TARİHİ LİSEDE BAKIM ZAMANI
Mithatpaşa Endüstri Meslek Lisesinde de bir bakım onarım çalışması yaptıklarını dile getiren Mahir Kaplan, “Geçtiğimiz yılki eğitim döneminin ikinci yarıyılında da çalışmalarımız devam etti. Yaz ayında çalışmalar bitecek. Çatıları, dış cephesi, iç kısımları, elektrik, ısıtma sitemleri gibi mekanik grubuyla birlikte onarımı yapacağız. Dış cephede bir dönem boyanan taş silmeler, söveler hepsi tek tek temizleniyor. Dış cephede raspa yaptık. Raspa sonucu alt katmanında daha eski döneme ait boya renklerine ulaştık. Şu anda mevcut cepheyi de o dönemin renklerine uygun bir şekilde yapıyoruz. Taş sövelerin, mimari öğelerin boyanmasına karşıyız. Bu eserlerin boyanması kadar saçma bir şey yok. Boyamalar ile hem malzeme belgeleme anlamında aldatıcı oluyor, hem de etik olmuyor. Tarihe saygısızlık oluyor. Yağlı boyadan dolayı mimari eser nefes alamıyor. Dolayısıyla 200 yılda bakım isteyecek taş 10 yılda eriyor. Taş söve eridiği zaman yapısal statik problemler başlıyor. Oradaki bir taş mukavemet olarak etrafında bir yük taşıyor ve erime ile yük taşıyamaz hale geliyor. O yüzden konusunda uzman ekiplerle çalışıyoruz” dedi.
PORTEKİZ SİNAGOGU
Symirna Agorası’nın batısında Havra Sokağı yakınında yer alan Portekiz (Portugal) Sinagogu’nun Kemeraltı’na kazandırıldığını belirten Kaplan, “1976 yılında geçirdiği yangın sonrasında uzun süre depo olarak kullanılan yapı, donatılarının büyük bir kısmını yitirmiştir. Taş-tuğla çerçeveli duvar tekniğinde yığma olarak inşa edilen yapı, özgünde düz ahşap tavanla örtülü, kırma çatılı ve kiremit kaplı olmasına rağmen tavan ve çatı tamamen yıkılmış, atermitle kaplanmıştır. Cephelerin üst kesiminde sıva ile oluşturulmuş profilli bir saçak bulunmaktadır. Güney ve batı cepheleri dışında yapılarla çevrilidir. Bu nedenle doğu ve kuzey cepheleri görülememektedir. Yapının iç plan düzeni neredeyse tamamen yok olmuş ve değiştirilmiştir. Güncel işlev için yapılan ekler tasarlanırken, özgün kullanıma dönülmesi durumunda yapıya minimum etki etmesi hedeflendi. EGİAD olarak restorasyon işlerini almış olduğumuz Portekiz Sinagogunun sosyal ve kültür merkezine dönüşüm projesini de bitirdik. O da çok güzel bir proje oldu. Özgünlük anlamında doğru malzeme kullanarak, dokusu ve yeni işlevselliği olarak, altyapısal olarak çok başarılı bir proje oldu. Kentte ve Kemeraltı’na ciddi bir kazanım sağlamış oldu. Sadece EGİAD’ın kullanımı açısından değil hem Kemeraltı’nın hem İzmir’in de sosyal ve kültürel etkinlik alanı olarak kendi kategorisinde katma değer bir proje oldu” diye konuştu.

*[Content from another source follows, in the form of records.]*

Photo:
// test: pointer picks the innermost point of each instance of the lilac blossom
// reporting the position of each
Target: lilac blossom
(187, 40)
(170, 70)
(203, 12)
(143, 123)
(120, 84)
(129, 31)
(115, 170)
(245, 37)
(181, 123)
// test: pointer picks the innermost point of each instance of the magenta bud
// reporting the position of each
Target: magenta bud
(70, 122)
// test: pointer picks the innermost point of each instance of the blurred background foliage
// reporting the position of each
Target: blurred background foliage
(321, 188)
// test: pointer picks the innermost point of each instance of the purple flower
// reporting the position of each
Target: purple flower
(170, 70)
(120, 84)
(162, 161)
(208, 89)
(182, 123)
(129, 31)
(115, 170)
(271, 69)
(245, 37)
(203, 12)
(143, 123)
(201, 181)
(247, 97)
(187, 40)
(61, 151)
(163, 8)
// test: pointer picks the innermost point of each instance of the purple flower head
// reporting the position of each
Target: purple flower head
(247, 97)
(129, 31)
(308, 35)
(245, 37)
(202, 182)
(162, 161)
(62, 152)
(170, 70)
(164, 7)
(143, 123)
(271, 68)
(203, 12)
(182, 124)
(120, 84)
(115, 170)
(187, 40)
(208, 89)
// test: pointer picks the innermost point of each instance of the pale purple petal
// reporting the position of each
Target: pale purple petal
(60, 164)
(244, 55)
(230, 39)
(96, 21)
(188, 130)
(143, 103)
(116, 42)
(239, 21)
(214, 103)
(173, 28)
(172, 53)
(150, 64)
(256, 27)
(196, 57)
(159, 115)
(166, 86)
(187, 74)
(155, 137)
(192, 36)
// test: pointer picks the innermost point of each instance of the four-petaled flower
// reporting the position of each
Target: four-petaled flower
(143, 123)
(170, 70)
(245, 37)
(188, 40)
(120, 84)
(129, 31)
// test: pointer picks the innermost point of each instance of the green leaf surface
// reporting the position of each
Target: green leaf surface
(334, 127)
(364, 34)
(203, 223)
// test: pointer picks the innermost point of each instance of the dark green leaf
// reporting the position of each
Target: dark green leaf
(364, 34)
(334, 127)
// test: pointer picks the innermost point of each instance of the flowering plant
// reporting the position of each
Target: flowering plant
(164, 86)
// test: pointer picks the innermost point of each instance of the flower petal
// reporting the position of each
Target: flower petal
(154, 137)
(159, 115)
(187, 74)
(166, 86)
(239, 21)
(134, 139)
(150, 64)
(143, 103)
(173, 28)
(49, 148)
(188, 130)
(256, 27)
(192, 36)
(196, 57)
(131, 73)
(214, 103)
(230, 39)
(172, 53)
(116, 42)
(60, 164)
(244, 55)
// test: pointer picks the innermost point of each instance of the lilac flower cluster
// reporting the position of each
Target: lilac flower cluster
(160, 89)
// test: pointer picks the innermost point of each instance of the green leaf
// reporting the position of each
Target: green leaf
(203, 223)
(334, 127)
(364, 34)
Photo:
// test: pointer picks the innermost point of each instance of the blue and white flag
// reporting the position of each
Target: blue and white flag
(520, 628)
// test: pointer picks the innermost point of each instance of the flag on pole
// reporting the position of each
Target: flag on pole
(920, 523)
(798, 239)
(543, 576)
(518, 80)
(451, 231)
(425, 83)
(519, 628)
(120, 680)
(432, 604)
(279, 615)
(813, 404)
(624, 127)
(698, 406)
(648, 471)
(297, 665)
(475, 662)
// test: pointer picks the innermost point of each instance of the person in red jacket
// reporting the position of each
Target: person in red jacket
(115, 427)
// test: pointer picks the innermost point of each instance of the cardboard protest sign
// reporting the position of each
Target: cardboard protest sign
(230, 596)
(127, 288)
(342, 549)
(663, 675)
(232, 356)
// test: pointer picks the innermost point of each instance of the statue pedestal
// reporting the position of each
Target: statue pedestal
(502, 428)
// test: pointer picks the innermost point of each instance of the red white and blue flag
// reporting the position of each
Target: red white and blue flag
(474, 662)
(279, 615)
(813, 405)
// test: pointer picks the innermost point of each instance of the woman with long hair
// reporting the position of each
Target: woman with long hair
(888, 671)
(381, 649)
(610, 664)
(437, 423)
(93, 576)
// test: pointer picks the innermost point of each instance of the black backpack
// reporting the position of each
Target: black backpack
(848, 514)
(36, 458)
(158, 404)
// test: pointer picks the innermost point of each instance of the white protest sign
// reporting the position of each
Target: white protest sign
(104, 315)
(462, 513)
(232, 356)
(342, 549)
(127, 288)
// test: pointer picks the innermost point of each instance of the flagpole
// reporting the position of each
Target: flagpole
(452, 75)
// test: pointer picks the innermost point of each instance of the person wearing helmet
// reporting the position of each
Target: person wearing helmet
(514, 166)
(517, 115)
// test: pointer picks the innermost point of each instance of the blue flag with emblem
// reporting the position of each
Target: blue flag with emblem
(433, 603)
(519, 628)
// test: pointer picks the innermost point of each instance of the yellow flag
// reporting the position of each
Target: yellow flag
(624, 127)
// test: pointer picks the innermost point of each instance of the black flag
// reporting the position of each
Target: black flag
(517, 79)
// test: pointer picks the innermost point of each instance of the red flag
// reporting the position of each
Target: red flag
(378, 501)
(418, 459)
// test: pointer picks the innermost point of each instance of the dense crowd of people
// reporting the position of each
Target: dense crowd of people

ESKİ TEKEL BAŞMÜDÜRLÜK BİNASI
Akdeniz Caddesi ve Cumhuriyet Bulvarı kesişiminde yer alan Eski Tekel Başmüdürlük binasındaki restorasyon işlemlerini bitirdiklerini belirten Kaplan, “Nail Özkardeşler A.Ş grubuna yapmış olduğumuz Tekel binası var. Orada kısmi olarak restorasyon işimiz vardı. Yeni yapım ve benzeri işleri pek fazla girmiyoruz. Bizim işimiz restorasyon, konfermasyon. Taahhüdümüz restorasyondu. Dış cephe restorasyonu, binanın yapısal güçlendirilmesi, çatısı ve dış cepheyle ilişik olan doğrama işlerini yaptık. 7 ayda oradaki çalışmaları bitirdik. Şu an için ise proje müellifi olduğumuz için sadece içerdeki çalışmaları denetliyoruz. Tekel binasının üst katları otel olacak. Alt kat ise güzel bir restoran konseptine dönüşüyor. Tekel binası da o bölgede örnek ve katma değer katacak bir proje olacak” dedi.
YENİ PROJELER
Restorasyon için yeni projeler aldıklarını belirten Mahir Kaplan, bu projelerin yakın zamanda görücüye çıkacağını dile getirerek şöyle konuştu: “İzmir Büyükşehir Belediyesinin Tire’deki idari binası var ve orada da restorasyon için çalışmalara başladık. Tire Kurtuluş Mahallesinde yer alan bu yapı Levanten Köşkü gibi eski bir yapısı olan konut projesine başladık. Bayındır eski Furunlu’daki çok eski bir döneme ait cami olan Eski Furunlu Camii restorasyonunu başladık. Urla’da sabun fabrikası var. Önemli bir proje. Sepil Holding orayı satın aldı. Çok katma değerli bir yer olacak. Bölgede herkes otel yaparken onlar orayı ofis yaparak Ar-Ge merkezi olarak kullanacaklar. O projede ruhsat alıp işe başladık. Bu yılsonunda bitirmeyi hedefliyoruz.”